Why is this bad news?  If they are easy to deploy, they are also easy to remove.  In many cases, the risk is very low for companies to switch SaaS providers.  Retention is always a risk, when leaving you is painless – relative to the on-premise model.

7 – Client retention is strengthened when your solution is connected into a larger eco-system of solutions.

If your solution can integrate, communicate or otherwise “hook into” other key tools that your client needs such as financials, CRM, project management tools, etc., it will be far more difficult to pull the plug because it now has an impact to the larger ecosystem that is of critical importance to your clients.  This makes your solution far more valuable (read: more likely to retain) than it was when it was an isolated point solution.

8 – Complimentary service offerings positively impact client retention. 

Offering complementary services that will help to ensure that your software/solution is entrenched in your client’s business process and workflow will go a long way to cementing user adoption and overall usage. If you don’t have a mature, complementary service offering – you may want to start.

9 – Sales rarely take an active involvement in client retention.

Not because they don’t want to, but because they will have a very short career if they are not meeting the new revenue growth targets set by your company.  The challenge is that even though Sales is often responsible for all revenue they cannot (and I would argue, should not) spend the amount of time and effort on client retention (read: protecting existing revenue).  This is yet another reason why you need a client lifecycle approach that complements the Sales team and gives them the confidence to pursue new business because they know the company is pursuing client retention and revenue protection.

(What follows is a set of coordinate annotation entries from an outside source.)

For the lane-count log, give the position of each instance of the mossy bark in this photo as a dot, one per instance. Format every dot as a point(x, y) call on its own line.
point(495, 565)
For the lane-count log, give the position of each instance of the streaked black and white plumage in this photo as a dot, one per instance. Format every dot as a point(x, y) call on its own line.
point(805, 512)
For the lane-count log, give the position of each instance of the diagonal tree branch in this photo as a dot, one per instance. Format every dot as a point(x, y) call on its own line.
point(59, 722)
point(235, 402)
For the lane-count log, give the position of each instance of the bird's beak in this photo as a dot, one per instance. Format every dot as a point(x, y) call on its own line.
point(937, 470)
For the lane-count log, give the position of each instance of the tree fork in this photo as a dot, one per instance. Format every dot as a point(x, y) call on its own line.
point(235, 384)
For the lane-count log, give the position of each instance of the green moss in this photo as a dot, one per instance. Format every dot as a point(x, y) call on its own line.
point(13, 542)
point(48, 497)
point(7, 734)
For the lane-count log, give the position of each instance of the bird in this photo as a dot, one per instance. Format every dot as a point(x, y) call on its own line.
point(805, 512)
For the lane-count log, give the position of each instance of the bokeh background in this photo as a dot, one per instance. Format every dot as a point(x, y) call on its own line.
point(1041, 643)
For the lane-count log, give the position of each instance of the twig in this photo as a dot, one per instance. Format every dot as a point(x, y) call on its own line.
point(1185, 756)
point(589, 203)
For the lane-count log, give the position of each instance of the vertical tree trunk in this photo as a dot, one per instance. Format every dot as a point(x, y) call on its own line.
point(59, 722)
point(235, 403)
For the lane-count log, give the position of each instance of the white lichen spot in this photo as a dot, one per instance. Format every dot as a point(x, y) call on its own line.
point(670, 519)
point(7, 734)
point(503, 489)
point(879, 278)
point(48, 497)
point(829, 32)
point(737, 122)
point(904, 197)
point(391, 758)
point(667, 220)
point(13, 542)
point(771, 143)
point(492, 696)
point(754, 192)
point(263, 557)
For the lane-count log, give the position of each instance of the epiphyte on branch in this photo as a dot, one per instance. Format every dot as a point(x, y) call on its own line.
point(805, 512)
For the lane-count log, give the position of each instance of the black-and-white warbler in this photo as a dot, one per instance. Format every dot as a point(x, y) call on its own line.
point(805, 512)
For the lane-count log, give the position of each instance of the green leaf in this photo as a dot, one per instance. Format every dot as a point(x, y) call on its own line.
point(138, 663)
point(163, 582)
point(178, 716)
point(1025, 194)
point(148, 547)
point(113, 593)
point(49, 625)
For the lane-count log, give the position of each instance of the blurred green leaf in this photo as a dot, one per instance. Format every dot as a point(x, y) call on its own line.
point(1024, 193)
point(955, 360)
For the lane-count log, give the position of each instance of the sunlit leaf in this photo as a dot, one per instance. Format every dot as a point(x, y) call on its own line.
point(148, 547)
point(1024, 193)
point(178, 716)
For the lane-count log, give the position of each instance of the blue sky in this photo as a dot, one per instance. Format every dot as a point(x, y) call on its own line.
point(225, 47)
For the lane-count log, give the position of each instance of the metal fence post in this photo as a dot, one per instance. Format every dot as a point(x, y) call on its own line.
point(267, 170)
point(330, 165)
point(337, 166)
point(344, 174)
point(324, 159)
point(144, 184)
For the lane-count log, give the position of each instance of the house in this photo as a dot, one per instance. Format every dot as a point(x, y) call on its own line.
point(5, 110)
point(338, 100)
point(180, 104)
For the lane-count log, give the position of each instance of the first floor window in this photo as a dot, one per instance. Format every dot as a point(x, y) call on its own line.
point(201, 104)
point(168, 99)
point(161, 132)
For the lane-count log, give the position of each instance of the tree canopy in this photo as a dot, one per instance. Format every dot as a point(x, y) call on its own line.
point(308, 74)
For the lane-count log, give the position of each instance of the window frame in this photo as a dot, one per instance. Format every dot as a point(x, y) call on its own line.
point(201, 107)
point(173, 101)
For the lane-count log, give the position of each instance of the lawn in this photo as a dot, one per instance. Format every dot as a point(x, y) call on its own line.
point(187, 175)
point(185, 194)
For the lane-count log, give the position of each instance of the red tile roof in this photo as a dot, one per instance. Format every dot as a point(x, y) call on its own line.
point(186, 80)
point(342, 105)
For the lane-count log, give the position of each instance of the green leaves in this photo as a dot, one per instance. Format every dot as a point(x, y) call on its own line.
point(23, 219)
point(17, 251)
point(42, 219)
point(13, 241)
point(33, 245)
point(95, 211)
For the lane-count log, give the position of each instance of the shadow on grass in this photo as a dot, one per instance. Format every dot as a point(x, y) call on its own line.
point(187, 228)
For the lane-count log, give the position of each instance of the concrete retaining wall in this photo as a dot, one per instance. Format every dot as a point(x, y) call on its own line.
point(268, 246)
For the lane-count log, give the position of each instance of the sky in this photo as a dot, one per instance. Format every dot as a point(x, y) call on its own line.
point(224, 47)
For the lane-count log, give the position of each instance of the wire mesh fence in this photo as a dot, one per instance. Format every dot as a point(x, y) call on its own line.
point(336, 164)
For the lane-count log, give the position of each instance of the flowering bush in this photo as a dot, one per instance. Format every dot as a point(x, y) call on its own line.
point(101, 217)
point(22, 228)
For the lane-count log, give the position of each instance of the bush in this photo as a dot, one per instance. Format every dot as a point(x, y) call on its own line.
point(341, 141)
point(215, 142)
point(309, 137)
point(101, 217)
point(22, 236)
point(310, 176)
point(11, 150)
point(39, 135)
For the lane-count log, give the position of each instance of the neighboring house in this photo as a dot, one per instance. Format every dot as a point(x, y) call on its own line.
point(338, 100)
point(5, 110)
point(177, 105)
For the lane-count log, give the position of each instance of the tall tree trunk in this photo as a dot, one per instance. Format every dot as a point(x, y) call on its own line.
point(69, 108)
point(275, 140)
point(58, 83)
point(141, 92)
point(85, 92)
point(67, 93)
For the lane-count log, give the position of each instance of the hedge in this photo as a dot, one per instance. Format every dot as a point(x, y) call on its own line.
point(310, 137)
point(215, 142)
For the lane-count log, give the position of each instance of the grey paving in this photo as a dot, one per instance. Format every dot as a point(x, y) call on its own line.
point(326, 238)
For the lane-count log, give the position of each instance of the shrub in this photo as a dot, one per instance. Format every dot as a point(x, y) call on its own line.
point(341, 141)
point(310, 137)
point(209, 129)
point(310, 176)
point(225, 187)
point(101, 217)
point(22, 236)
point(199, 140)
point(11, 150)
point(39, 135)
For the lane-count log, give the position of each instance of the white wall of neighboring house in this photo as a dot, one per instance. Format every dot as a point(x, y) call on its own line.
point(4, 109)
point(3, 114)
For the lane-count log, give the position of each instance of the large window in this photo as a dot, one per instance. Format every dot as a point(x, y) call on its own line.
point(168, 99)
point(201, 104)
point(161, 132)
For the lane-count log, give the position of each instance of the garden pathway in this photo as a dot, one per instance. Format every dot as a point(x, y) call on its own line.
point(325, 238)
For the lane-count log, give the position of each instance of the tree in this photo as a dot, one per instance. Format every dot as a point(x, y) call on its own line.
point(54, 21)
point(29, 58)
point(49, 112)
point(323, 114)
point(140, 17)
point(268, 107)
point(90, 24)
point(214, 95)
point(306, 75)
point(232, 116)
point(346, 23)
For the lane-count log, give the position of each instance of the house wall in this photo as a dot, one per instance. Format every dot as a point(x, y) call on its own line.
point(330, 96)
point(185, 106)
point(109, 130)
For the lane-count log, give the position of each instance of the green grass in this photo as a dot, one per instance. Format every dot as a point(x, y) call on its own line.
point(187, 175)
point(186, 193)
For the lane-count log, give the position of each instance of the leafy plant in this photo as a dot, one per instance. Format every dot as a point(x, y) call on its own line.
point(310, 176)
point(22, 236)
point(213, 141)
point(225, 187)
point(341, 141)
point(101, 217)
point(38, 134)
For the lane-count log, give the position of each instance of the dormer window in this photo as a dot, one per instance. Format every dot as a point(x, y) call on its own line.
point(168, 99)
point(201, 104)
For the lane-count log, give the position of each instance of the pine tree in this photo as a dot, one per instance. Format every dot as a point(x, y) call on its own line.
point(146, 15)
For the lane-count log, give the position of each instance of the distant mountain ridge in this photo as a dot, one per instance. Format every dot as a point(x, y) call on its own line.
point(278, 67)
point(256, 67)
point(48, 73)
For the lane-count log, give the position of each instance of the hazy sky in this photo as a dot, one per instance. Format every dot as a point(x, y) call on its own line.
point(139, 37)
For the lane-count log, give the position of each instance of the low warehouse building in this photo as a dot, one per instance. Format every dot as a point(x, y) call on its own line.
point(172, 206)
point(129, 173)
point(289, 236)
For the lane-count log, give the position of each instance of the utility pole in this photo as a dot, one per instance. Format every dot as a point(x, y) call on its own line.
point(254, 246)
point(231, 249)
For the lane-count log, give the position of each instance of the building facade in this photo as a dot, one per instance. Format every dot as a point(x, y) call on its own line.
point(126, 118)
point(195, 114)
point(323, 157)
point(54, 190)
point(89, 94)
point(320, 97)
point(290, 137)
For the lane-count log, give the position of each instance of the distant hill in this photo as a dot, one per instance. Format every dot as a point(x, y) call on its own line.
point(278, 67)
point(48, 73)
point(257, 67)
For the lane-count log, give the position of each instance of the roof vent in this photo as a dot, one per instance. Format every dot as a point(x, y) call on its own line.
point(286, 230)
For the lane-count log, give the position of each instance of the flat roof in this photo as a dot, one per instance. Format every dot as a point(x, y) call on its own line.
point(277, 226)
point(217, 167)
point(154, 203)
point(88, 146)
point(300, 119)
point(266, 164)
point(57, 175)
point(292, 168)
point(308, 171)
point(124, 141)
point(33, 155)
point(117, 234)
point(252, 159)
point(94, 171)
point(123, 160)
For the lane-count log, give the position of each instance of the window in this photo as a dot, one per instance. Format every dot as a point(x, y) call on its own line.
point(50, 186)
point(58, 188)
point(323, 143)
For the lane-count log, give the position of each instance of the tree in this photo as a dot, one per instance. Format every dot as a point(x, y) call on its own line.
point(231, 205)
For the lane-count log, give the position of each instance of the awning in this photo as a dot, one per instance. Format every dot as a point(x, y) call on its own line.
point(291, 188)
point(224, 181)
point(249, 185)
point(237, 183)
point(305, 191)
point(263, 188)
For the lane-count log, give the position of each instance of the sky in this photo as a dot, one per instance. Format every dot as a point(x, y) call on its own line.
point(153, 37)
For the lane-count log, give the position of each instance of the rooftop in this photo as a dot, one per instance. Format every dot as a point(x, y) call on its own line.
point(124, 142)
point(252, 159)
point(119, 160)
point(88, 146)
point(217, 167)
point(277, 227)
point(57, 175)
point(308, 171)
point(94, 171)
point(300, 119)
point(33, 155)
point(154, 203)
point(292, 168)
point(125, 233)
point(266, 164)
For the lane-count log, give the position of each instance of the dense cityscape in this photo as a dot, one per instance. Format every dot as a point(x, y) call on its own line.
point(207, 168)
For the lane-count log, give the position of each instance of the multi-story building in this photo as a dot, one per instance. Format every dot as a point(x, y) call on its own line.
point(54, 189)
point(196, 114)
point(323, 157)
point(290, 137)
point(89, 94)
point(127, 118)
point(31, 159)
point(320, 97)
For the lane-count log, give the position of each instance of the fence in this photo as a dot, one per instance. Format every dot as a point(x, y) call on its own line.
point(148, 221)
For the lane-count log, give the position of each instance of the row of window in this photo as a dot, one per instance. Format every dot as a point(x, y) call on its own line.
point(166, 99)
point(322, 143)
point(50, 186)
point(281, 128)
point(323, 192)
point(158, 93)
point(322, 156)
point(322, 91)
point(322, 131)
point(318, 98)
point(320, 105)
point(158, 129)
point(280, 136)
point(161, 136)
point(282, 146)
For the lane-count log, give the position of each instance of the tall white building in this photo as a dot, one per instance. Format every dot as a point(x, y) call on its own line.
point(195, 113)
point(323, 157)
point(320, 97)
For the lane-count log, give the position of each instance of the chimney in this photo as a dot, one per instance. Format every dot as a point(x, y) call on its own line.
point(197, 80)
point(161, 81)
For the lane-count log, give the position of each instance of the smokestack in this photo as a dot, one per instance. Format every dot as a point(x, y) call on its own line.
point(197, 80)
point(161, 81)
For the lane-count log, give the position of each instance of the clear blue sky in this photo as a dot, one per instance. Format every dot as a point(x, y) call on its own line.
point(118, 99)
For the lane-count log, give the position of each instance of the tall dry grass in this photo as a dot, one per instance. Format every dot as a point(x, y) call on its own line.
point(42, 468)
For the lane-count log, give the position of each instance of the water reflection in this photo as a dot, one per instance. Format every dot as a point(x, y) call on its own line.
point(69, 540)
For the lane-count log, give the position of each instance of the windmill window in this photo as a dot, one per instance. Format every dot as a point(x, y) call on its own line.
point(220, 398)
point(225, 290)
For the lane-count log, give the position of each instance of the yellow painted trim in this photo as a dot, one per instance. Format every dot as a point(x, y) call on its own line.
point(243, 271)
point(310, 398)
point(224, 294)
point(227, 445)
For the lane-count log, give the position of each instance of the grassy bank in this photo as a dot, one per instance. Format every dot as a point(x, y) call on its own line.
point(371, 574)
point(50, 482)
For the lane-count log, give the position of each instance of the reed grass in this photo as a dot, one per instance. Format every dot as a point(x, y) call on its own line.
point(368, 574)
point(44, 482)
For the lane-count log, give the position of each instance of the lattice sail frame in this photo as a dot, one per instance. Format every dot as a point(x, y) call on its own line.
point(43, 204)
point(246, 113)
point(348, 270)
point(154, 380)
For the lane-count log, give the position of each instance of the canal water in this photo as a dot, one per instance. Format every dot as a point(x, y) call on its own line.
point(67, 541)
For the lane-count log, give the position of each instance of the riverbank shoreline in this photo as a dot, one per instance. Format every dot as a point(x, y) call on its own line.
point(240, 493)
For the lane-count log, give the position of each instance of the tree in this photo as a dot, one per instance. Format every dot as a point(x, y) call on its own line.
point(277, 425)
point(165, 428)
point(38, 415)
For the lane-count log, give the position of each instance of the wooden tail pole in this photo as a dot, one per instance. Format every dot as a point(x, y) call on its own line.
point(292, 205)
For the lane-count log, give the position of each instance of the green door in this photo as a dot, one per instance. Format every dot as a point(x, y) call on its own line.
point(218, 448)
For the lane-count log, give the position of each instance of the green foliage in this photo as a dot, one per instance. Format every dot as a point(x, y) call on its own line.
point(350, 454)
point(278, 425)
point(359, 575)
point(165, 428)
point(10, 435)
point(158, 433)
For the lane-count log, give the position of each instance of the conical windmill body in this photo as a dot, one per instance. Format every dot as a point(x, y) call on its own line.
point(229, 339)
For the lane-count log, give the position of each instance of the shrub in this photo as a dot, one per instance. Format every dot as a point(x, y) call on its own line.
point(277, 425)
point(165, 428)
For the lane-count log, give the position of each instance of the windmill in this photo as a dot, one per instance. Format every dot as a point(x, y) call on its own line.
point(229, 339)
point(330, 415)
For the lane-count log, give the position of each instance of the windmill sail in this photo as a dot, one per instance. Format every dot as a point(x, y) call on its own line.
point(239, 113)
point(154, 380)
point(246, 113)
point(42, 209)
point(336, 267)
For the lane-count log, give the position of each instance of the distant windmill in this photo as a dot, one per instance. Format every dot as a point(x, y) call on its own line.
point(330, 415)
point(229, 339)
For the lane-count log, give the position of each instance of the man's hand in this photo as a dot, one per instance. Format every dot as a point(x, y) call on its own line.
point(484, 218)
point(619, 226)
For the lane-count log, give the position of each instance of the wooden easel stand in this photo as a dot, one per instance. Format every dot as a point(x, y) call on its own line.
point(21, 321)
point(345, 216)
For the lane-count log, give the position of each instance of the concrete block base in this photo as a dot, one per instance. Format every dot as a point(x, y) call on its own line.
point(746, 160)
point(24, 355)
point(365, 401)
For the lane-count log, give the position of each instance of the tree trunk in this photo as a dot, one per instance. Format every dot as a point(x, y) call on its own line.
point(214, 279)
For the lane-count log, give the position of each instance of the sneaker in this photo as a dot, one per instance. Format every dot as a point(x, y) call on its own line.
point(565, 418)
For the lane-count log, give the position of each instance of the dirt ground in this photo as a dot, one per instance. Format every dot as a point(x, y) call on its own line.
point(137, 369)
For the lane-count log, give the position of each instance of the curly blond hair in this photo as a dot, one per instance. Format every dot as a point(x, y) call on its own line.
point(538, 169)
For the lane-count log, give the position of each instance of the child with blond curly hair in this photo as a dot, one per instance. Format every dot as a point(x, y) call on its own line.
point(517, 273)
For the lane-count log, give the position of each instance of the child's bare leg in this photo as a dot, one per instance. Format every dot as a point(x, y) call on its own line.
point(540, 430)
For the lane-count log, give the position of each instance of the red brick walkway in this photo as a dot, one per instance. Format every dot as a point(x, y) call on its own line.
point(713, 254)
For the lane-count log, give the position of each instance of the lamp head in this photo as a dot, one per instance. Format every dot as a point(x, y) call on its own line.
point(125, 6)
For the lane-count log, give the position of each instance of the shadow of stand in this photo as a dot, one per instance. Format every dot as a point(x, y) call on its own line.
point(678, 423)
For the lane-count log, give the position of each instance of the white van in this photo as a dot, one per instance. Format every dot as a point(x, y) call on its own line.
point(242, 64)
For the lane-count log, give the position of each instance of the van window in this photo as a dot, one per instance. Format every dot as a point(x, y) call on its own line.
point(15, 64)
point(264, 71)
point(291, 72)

10– Clients will not renew if they think they have chosen a market loser.

As we discussed in our previous blog posting:  http://servicevantage.com/2011/11/the-top-10-requirements-for-an-effective-client-lifecycle/, many people will not take the risk to renew with a company that is perceived as a “market loser”.  Your Marketing and PR teams need to communicate you market wins to counter any perceived “market loser” symptoms.  I go back to my RIM example.  RIM, a great company, that has great products, but will lose clients not because their products or solutions, but because they are perceived (wrongly so) as a “market loser”.   No one, (with the exception of Leaf fans – kidding), want to be associated with a perceived loser.

So take a hard look at your organization through the lens of each of our Top 10 items, and adjust accordingly.